I have some questions about situation with tests in Tesseract repo.

  1. I think we have lack of unit-tests in Tesseract repo. Here I see some tests, but it is too few, I think. Should we add more unit-tests? Should we write more unit-tests for old engine? Or just write unit-tests for newer LSTM engine? Also I think we can move unit-tests also to CMake. And we can intgrate running unit-tests to TravisCI/Appveyor.
  2. I am a little bit confused about testing recognition quality. How do we do it? I found this, but this seems out-dated stuff. Can we collect different images (of course, only images with good license for us), prepare ground-truth and check Tesseract on our set for regressions? I think it's very important for OCR-engine. Also we can integrate regression tests to TravisCI/Appveyor.
  3. We must test Tesseract with Google sanitizers. For this we must have some tests, compile Tesseract with sanitizers and run tests. I think we can find some errors. Also this way will prevent from some possible mistakes in future.
  4. (Hint) I suggest collect all images from issues and add it to our test set.
    I try to understand, can I work on this way for Tesseract? Will this work be welcomed?
  5. As mentioned in Use OSS-Fuzz for improved code quality #1351, we should try to use OSS-FUZZ with Tesseract. At my last work we found a lot of problems with different Tesseract options (some of them led to crash)
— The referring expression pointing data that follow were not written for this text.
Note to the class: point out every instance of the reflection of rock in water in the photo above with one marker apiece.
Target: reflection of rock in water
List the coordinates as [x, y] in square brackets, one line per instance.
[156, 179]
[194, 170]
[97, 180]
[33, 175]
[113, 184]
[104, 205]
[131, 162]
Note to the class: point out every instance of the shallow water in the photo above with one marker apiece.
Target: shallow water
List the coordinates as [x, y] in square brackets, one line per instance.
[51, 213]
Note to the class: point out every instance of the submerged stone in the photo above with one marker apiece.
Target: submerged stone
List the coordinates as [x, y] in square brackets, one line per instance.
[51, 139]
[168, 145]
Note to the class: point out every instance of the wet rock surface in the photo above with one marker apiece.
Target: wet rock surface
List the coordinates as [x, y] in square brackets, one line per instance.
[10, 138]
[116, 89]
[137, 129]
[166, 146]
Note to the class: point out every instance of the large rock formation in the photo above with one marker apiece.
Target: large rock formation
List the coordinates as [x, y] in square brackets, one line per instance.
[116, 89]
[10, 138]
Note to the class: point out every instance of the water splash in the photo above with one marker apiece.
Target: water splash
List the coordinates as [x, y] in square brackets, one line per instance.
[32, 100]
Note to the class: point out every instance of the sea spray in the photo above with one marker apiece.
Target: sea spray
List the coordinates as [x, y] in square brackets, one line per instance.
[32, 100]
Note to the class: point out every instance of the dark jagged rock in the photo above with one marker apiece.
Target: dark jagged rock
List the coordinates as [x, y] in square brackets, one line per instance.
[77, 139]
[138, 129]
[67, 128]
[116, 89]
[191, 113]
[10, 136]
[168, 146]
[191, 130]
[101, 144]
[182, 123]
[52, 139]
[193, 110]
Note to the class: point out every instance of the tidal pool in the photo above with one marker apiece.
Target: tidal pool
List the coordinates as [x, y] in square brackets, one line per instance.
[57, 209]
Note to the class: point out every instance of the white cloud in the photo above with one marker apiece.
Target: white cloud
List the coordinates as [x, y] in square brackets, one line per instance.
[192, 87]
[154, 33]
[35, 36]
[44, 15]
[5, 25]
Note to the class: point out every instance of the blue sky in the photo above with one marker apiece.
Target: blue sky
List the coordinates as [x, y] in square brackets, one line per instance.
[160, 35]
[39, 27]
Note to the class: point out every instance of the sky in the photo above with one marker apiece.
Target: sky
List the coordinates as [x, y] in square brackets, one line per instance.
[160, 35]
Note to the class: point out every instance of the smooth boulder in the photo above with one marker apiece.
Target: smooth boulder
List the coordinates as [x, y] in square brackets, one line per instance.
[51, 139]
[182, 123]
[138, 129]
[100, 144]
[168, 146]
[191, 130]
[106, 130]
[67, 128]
I suggest discuss here about testing stuff.

Activity

jbreiden

jbreiden commented on Jun 4, 2018

@jbreiden
Contributor

Google has a bunch of tests that we should add to the repo. They will need some effort to get them to work there. Here's an example of one of them, note how we'll have to change stuff like ABSL_ARRAYSIZE

#include "tesseract/ccstruct/statistc.h"
#include "tesseract/ccutil/genericvector.h"
#include "tesseract/ccutil/kdpair.h"

namespace {

const int kTestData[] = { 2, 0, 12, 1, 1, 2, 10, 1, 0, 0, 0, 2, 0, 4, 1, 1 };

class STATSTest : public testing::Test {
 public:
  void SetUp() {
    stats_.set_range(0, 16);
    for (int i = 0; i < ABSL_ARRAYSIZE(kTestData); ++i)
      stats_.add(i, kTestData[i]);
  }

  void TearDown() {
  }

  STATS stats_;
};

// Tests some basic numbers from the stats_.
TEST_F(STATSTest, BasicStats) {
  EXPECT_EQ(37, stats_.get_total());
  EXPECT_EQ(2, stats_.mode());
  EXPECT_EQ(12, stats_.pile_count(2));
}

// Tests the top_n_modes function.
TEST_F(STATSTest, TopNModes) {
  GenericVector<tesseract::KDPairInc<float, int> > modes;
  int num_modes = stats_.top_n_modes(3, &modes);
  EXPECT_EQ(3, num_modes);
  // Mode0 is 12 1 1 = 14 total count with a mean of 2 3/14.
  EXPECT_FLOAT_EQ(2.0f + 3.0f / 14, modes[0].key);
  EXPECT_EQ(14, modes[0].data);
  // Mode 1 is 2 10 1 = 13 total count with a mean of 5 12/13.
  EXPECT_FLOAT_EQ(5.0f + 12.0f / 13, modes[1].key);
  EXPECT_EQ(13, modes[1].data);
  // Mode 2 is 4 1 1 = 6 total count with a mean of 13.5.
  EXPECT_FLOAT_EQ(13.5f, modes[2].key);
  EXPECT_EQ(6, modes[2].data);
}

}  // namespace
Shreeshrii

Shreeshrii commented on Jun 4, 2018

@Shreeshrii
Collaborator
jbreiden

jbreiden commented on Jun 4, 2018

@jbreiden
Contributor

Google has 56 files of tests for Tesseract. None of them will work as-is with the GitHub repo, but at least some could be adapted without too much effort. Might be a good starting point, especially for someone like @zamazan4ik who sounds excited about writing or improving test.

Shreeshrii

Shreeshrii commented on Jun 4, 2018

@Shreeshrii
Collaborator

@jbreiden It will be great if you can add them to GitHub for @zamazan4ik to update. Thanks!

stweil

stweil commented on Jun 4, 2018

@stweil
Member

@zamazan4ik, could you please add "RFC:" to the title of this issue ("RFC: Situation with tests in Tesseract")? That makes it clear that it is not a bug report.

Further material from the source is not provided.